Recent research on polynomial identities

Question

I work in computational complexity, where I work on the problem of polynomial identity testing over arithmetic circuits. One particular case is when the variables over the polynomial ring don't commute. The Amitsur-Levitzky Theorem is a major negative result about the degree of the polynomial identities over the matrix rings.

A basic question in this area seems to be: "Can we find a basis of the polynomial identities for the algebra of $n \times n$ matrices, $n \geq 2 ?$ ". This seems to be resolved only for the case where $n=2$.

1. Are there any special/nice matrix algebras for which it might be able to find these basis elements? Or conversely, do we even have negative results that it might be hard to find basis elements for specific algebras?

2. Has there been any progress on the $n > 2$ case?

Any pointers to recent research in the area would be appreciated.

Answer 1

As far as I know little is known on the structure and characterization of polynomial identities.
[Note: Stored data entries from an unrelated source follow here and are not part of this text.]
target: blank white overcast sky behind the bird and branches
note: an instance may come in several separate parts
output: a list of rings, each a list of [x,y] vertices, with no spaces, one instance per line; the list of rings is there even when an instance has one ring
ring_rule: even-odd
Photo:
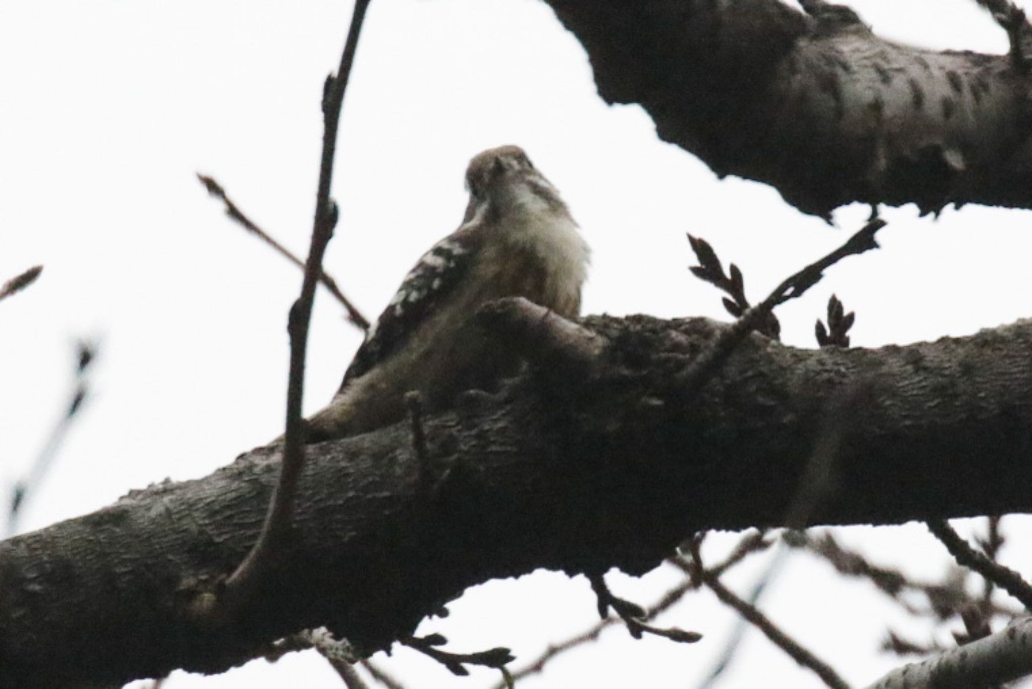
[[[851,5],[898,40],[1006,50],[973,0]],[[350,2],[329,0],[0,3],[0,280],[45,265],[37,284],[0,304],[0,495],[60,414],[72,343],[101,343],[93,395],[32,496],[25,528],[165,477],[205,475],[281,432],[286,313],[300,274],[227,220],[194,174],[214,176],[260,225],[304,253],[319,98],[350,11]],[[685,231],[737,262],[747,292],[762,297],[868,213],[842,209],[841,229],[831,229],[768,187],[718,182],[657,140],[638,106],[598,97],[580,44],[538,0],[375,0],[341,130],[341,223],[325,264],[369,317],[457,225],[469,158],[501,144],[523,146],[583,226],[594,251],[586,313],[725,318],[715,290],[685,270]],[[933,222],[911,206],[883,217],[891,224],[879,233],[881,251],[835,267],[778,312],[786,342],[812,346],[813,320],[832,292],[858,313],[858,346],[970,334],[1030,315],[1027,212],[969,207]],[[359,341],[321,293],[308,410],[329,400]],[[842,534],[875,560],[926,577],[947,564],[912,525]],[[1005,556],[1032,571],[1032,554],[1012,547]],[[728,581],[741,591],[757,571],[744,567]],[[612,585],[649,603],[677,580],[660,570],[641,581],[614,575]],[[886,624],[925,632],[870,587],[802,556],[764,606],[857,684],[898,663],[876,652]],[[509,646],[516,667],[595,619],[582,577],[545,572],[478,587],[451,609],[422,631],[445,633],[459,651]],[[697,594],[662,623],[701,631],[702,643],[636,643],[614,629],[521,686],[695,686],[733,619]],[[479,688],[496,679],[453,678],[405,649],[378,659],[411,687]],[[305,654],[217,678],[176,674],[166,686],[301,684],[341,686]],[[821,685],[753,633],[721,686]]]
The known results are usually examples of new polynomial identities for matrix algebras, and also their relations to central polynomials.

For more information, I would recommend reading the book "Polynomial Identity Rings", by Drensky and Formanek - it is a really nice book with a lot of references! (plus, you may be able to search on google scholar for articles that cite this, and you may find more current research).

I hope this helps